L’accord conclu par les partis de gauche marque le retour de la justice sociale et fiscale »

 Article Publié le 7mai 2022 . Le Monde

Thomas Piketty     Economiste

Dans sa chronique, l’économiste salue la naissance de la Nouvelle Union populaire écologique et sociale et estime qu’en ces temps marqués par l’inflation, il sera « indispensable de mettre à contribution les plus aisés ».

 

Disons-le d’emblée : l’accord conclu par les partis de gauche est une excellente nouvelle pour la démocratie française et européenne. Ceux qui y voient le triomphe de la radicalité et de l’extrémisme n’ont visiblement rien compris aux évolutions du capitalisme et aux défis sociaux et environnementaux auxquels nous faisons face depuis plusieurs décennies.

En réalité, si l’on examine les choses sereinement, le programme de transformation proposé en 2022 est plutôt moins ambitieux que ceux de 1936 ou de 1981. Plutôt que de céder au conservatisme ambiant, mieux vaut le prendre pour ce qu’il est : une bonne base de départ sur laquelle il est possible de s’appuyer pour aller plus loin.

Le programme adopté marque d’abord le retour de la justice sociale et fiscale. Alors que l’inflation a déjà commencé à amputer les revenus et les économies des plus modestes, il est urgent de changer de cap. Ceux qui prétendent que le « quoi qu’il en coûte » ne sera payé par personne mentent aux citoyens.

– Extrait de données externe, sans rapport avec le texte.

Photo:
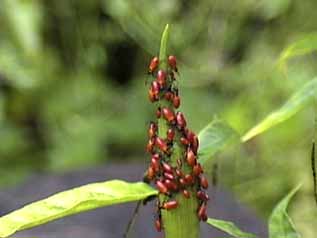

Pour protéger les plus fragiles des effets de l’inflation et pour financer les investissements dans la santé, l’éducation et l’environnement, il sera indispensable de mettre à contribution les plus aisés.

Curieux sens des priorités

Entre 2010 et 2021, les 500 plus grandes fortunes françaises sont passées, d’après le magazine Challenges (peu suspect de gauchisme), de 200 milliards à près de 1 000 milliards, c’est-à-dire de 10 % du PIB à près de 50 % du PIB. La hausse est plus forte encore si l’on élargit la focale et que l’on examine les 500 000 plus grandes fortunes (1 % de la population adulte), qui dépassent aujourd’hui les 3 000 milliards d’euros (6 millions d’euros par personne, selon la World Inequality Database), contre à peine 500 milliards pour les 25 millions les plus pauvres (50 % de la population adulte, détenant chacun 20 000 euros en moyenne). Choisir au milieu d’une telle période de prospérité spectaculaire des plus hauts patrimoines et de stagnation des plus modestes de supprimer le maigre impôt sur la fortune, alors que, de toute évidence, il aurait fallu l’alourdir, témoigne d’un curieux sens des priorités. Les historiens qui se pencheront sur cette période ne seront pas tendres pour les gouvernements Macron et leurs soutiens.

 

Le premier mérite des partis de gauche est d’avoir su dépasser leurs conflits afin de s’opposer ensemble à cette dérive. Au-delà du rétablissement de l’impôt sur la fortune, il est proposé de transformer la taxe foncière en un impôt progressif sur le patrimoine net, ce qui permettrait de fortes réductions d’impôt pour des millions de Français surendettés des classes populaires et moyennes. Pour favoriser l’accès à la propriété, l’ensemble pourrait être complété, à terme, par un système d’héritage minimum pour tous.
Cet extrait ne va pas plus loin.